Cape Tureshmat: 55 S, 305 E
A narrow cape 400 km long, pointing south into Lavinia Sea from southeast Themis. From its tip, the Gerd Islands stretch another 1000 km to western Lada and Neringa. Rainforest covers the cape, growing gigantic in the Bibi-Patna Hills on the Themis mainland.
Tushita Islands: 40 S, 48 to 55
The Tushitas are a stretch of ridgy tessera 450 km long, rising from the sea between the archipelagoes of Alpha and Lada, south of Umay-Ene. Tushita's hot and so densely rainforested that the jungle tends to hide the regular pattern of ridges. Tushita may be one huge island with two lobes linked by a narrow landbridge, or two islands with a strait you could jump over--the whole thing is so smothered in jungle I'm not sure.

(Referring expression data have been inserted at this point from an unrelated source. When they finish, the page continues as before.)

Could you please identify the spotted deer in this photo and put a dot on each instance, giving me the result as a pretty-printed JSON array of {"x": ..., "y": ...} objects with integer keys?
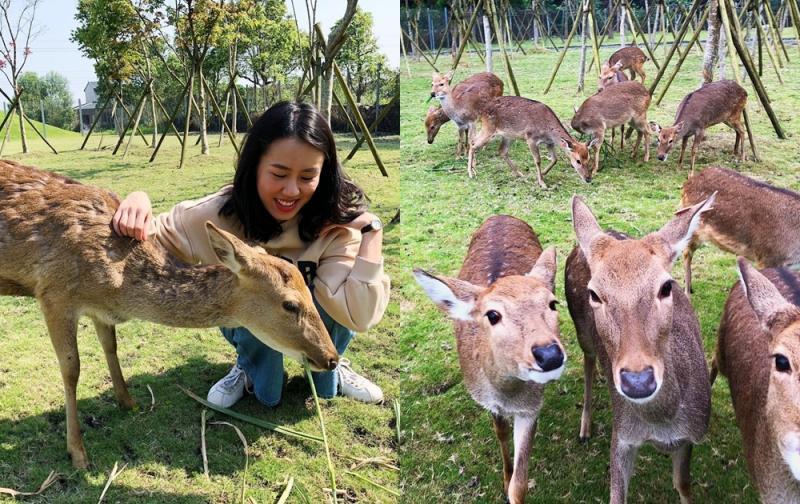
[
  {"x": 750, "y": 218},
  {"x": 57, "y": 245},
  {"x": 615, "y": 106},
  {"x": 714, "y": 103},
  {"x": 758, "y": 351},
  {"x": 506, "y": 328},
  {"x": 461, "y": 103},
  {"x": 513, "y": 117},
  {"x": 628, "y": 314},
  {"x": 629, "y": 58}
]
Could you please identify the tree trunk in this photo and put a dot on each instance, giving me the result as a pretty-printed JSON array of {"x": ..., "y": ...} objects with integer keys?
[
  {"x": 712, "y": 42},
  {"x": 487, "y": 35}
]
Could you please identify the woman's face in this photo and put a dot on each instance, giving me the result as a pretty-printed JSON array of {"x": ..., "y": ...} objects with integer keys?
[{"x": 288, "y": 175}]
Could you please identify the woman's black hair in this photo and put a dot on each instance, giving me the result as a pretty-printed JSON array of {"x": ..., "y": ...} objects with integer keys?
[{"x": 337, "y": 200}]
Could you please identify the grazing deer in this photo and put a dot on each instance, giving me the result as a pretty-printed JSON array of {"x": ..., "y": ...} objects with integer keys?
[
  {"x": 714, "y": 103},
  {"x": 750, "y": 218},
  {"x": 506, "y": 327},
  {"x": 615, "y": 106},
  {"x": 461, "y": 103},
  {"x": 758, "y": 350},
  {"x": 57, "y": 245},
  {"x": 514, "y": 117},
  {"x": 627, "y": 313},
  {"x": 629, "y": 58},
  {"x": 610, "y": 75}
]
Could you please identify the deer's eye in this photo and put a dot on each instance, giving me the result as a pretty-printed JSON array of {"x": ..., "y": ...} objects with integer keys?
[
  {"x": 665, "y": 290},
  {"x": 782, "y": 364}
]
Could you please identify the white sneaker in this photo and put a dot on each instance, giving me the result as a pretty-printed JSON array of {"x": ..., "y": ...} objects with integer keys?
[
  {"x": 227, "y": 392},
  {"x": 352, "y": 384}
]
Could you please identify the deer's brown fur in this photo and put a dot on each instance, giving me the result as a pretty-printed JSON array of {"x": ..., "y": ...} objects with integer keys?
[
  {"x": 629, "y": 58},
  {"x": 56, "y": 244},
  {"x": 750, "y": 218},
  {"x": 514, "y": 117},
  {"x": 461, "y": 103},
  {"x": 505, "y": 272},
  {"x": 714, "y": 103},
  {"x": 646, "y": 335},
  {"x": 618, "y": 104},
  {"x": 759, "y": 324}
]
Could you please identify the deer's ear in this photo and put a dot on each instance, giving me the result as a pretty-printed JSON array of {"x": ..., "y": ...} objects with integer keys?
[
  {"x": 771, "y": 308},
  {"x": 453, "y": 296}
]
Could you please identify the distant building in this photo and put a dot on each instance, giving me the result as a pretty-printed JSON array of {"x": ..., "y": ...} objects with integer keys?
[{"x": 88, "y": 110}]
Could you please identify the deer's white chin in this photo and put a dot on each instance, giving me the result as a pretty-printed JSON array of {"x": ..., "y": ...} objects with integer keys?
[
  {"x": 543, "y": 376},
  {"x": 790, "y": 451}
]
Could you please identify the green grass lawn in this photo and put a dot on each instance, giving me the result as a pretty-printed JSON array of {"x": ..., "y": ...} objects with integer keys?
[
  {"x": 161, "y": 446},
  {"x": 450, "y": 453}
]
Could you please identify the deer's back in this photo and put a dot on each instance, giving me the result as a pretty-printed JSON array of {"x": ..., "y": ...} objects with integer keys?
[
  {"x": 749, "y": 218},
  {"x": 629, "y": 56},
  {"x": 713, "y": 103},
  {"x": 56, "y": 236},
  {"x": 743, "y": 357}
]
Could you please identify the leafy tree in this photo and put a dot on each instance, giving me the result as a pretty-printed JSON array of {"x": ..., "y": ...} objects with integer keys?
[{"x": 52, "y": 91}]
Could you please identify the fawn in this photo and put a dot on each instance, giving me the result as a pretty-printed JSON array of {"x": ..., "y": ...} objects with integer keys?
[
  {"x": 714, "y": 103},
  {"x": 629, "y": 58},
  {"x": 750, "y": 218},
  {"x": 626, "y": 312},
  {"x": 514, "y": 117},
  {"x": 57, "y": 245},
  {"x": 506, "y": 328},
  {"x": 758, "y": 350},
  {"x": 615, "y": 106},
  {"x": 461, "y": 103}
]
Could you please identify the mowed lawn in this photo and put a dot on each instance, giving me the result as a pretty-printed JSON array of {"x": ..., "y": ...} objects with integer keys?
[
  {"x": 450, "y": 453},
  {"x": 160, "y": 444}
]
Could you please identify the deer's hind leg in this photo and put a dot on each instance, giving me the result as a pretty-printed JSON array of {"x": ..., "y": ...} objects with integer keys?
[
  {"x": 63, "y": 328},
  {"x": 107, "y": 334}
]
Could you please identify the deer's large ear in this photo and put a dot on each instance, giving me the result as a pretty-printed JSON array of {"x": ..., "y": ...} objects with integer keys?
[
  {"x": 771, "y": 308},
  {"x": 585, "y": 225},
  {"x": 226, "y": 247},
  {"x": 453, "y": 296},
  {"x": 545, "y": 268},
  {"x": 677, "y": 233}
]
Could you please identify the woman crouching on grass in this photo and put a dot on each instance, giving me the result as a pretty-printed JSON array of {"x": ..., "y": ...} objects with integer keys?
[{"x": 289, "y": 194}]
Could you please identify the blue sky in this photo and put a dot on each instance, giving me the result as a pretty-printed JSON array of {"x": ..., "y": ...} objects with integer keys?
[{"x": 55, "y": 19}]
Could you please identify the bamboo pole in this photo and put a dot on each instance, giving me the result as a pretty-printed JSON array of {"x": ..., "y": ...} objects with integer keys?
[
  {"x": 489, "y": 5},
  {"x": 359, "y": 119}
]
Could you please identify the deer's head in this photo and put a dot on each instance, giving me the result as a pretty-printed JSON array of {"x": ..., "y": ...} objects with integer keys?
[
  {"x": 631, "y": 295},
  {"x": 515, "y": 318},
  {"x": 781, "y": 320},
  {"x": 273, "y": 301}
]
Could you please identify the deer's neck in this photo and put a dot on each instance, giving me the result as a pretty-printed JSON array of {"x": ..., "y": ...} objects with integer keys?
[{"x": 182, "y": 296}]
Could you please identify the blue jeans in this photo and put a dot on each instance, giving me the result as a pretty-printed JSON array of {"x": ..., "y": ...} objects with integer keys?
[{"x": 264, "y": 366}]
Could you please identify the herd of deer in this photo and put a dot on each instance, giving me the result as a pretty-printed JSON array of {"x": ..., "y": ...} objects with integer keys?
[
  {"x": 619, "y": 101},
  {"x": 623, "y": 302}
]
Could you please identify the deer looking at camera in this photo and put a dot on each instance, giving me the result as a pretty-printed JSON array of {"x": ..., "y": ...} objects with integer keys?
[
  {"x": 758, "y": 350},
  {"x": 618, "y": 104},
  {"x": 628, "y": 313},
  {"x": 514, "y": 117},
  {"x": 506, "y": 327},
  {"x": 628, "y": 58},
  {"x": 714, "y": 103},
  {"x": 750, "y": 218},
  {"x": 461, "y": 104},
  {"x": 57, "y": 245}
]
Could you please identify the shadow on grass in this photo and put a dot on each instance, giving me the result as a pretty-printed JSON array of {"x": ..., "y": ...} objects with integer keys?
[{"x": 155, "y": 442}]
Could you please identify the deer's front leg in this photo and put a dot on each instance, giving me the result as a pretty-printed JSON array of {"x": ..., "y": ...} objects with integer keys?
[
  {"x": 63, "y": 329},
  {"x": 502, "y": 430},
  {"x": 524, "y": 432},
  {"x": 623, "y": 457}
]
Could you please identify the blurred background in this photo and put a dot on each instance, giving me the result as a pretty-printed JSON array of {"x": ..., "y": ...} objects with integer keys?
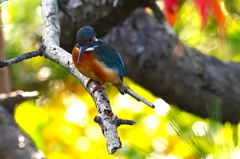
[{"x": 60, "y": 121}]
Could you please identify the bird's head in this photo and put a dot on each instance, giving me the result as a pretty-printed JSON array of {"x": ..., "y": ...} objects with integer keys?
[{"x": 85, "y": 36}]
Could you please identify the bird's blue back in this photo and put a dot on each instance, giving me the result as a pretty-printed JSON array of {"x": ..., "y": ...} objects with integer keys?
[{"x": 108, "y": 55}]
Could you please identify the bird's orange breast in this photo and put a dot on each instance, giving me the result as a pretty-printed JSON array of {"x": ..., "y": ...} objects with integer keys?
[{"x": 92, "y": 68}]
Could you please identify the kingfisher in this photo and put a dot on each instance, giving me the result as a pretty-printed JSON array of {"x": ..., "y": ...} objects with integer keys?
[{"x": 98, "y": 60}]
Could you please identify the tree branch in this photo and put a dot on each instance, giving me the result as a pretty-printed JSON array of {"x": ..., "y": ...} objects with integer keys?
[
  {"x": 23, "y": 57},
  {"x": 55, "y": 53},
  {"x": 161, "y": 63}
]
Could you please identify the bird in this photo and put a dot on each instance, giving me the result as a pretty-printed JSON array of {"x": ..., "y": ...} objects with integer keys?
[{"x": 98, "y": 60}]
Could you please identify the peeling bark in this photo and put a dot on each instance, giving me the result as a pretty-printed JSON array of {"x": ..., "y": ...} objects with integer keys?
[{"x": 149, "y": 45}]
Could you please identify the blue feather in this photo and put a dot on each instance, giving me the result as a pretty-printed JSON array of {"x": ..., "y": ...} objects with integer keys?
[{"x": 108, "y": 55}]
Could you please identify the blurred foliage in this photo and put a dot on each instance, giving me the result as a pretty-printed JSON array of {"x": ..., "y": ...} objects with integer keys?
[{"x": 61, "y": 123}]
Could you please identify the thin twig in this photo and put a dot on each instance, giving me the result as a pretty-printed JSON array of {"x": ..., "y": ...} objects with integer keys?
[
  {"x": 23, "y": 57},
  {"x": 64, "y": 9}
]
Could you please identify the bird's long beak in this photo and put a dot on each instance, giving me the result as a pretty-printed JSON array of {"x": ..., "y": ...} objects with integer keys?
[{"x": 82, "y": 49}]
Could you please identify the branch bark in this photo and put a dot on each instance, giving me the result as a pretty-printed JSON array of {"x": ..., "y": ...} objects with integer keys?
[
  {"x": 108, "y": 121},
  {"x": 150, "y": 46}
]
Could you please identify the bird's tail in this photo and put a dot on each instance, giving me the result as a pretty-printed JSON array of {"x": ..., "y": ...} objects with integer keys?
[{"x": 121, "y": 88}]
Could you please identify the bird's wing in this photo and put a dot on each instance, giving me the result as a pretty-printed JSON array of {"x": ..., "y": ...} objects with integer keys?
[{"x": 109, "y": 56}]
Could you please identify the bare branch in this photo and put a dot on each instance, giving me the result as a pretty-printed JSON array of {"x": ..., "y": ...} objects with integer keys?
[
  {"x": 64, "y": 9},
  {"x": 55, "y": 53},
  {"x": 23, "y": 57}
]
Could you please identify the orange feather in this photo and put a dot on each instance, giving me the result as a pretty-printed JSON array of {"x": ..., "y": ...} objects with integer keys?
[{"x": 92, "y": 68}]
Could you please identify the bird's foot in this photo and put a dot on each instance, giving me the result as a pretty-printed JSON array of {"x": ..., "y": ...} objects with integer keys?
[{"x": 101, "y": 86}]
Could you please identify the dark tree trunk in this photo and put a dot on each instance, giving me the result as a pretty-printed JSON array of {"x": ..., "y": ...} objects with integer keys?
[{"x": 147, "y": 50}]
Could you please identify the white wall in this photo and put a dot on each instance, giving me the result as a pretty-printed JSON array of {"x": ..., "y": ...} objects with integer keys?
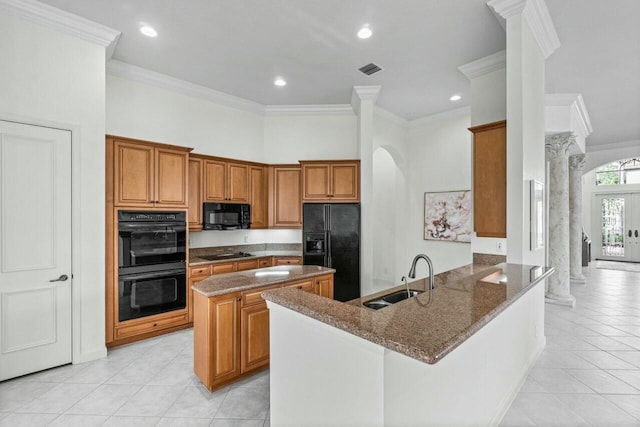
[
  {"x": 47, "y": 77},
  {"x": 139, "y": 110},
  {"x": 289, "y": 138},
  {"x": 525, "y": 136},
  {"x": 389, "y": 203},
  {"x": 439, "y": 156}
]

Tusholi Hills: 68 N, 100 E
The central range on Meskhent, east of Ishtar. Unlike the lower, Mediterranean north, the Tusholis catch enough rain for pine and even redwood in western valleys. South of the hills rise the long Gabie Cliffs, bisecting Meskhent. West of the Tusholis is the island-studded Sea of Ops; to the east, Earhart Bay.
Lake Tussaud: 24 N, 225 E
A narrow north-south lake, 160 km long, in south-central Ulfrun (east Aphrodite), nestled in one of the Fea Fossae. The shores are open woods; the surrounding ridges are cloud forest and seasonal rainforest. Just to the north, in a valley angling slightly west, is much larger Lake Fea.
Tuulikki: 9 N, 272 E
South of Beta, north of Phoebe, in the center of Hinemoa Bay, is volcanic Tuulikki Island, the size of Sicily. Unlike larger Aruru Corona to the west, Tuulikki has a forested central peak, but they both have a mild climate with wooded north and west coasts, savanna on the south, and a small desert on its eastern slope--all packed into one-sixth the area of Aruru. Despite being close to Beta and Phoebe, Tuulikki is little visited, for a moat of deep water 800 km wide surrounds it--no easy flyways.
Tuzandi Island: 42 S, 42 E
A lone mountain rising from the sea between the archipelagoes of Alpha and Lada, southeast of the isle ofInanna. Tuzandi's a rest stop for fliers between Alpha and Lada. It's in the torrid zone, and its slopes are densely rainforested.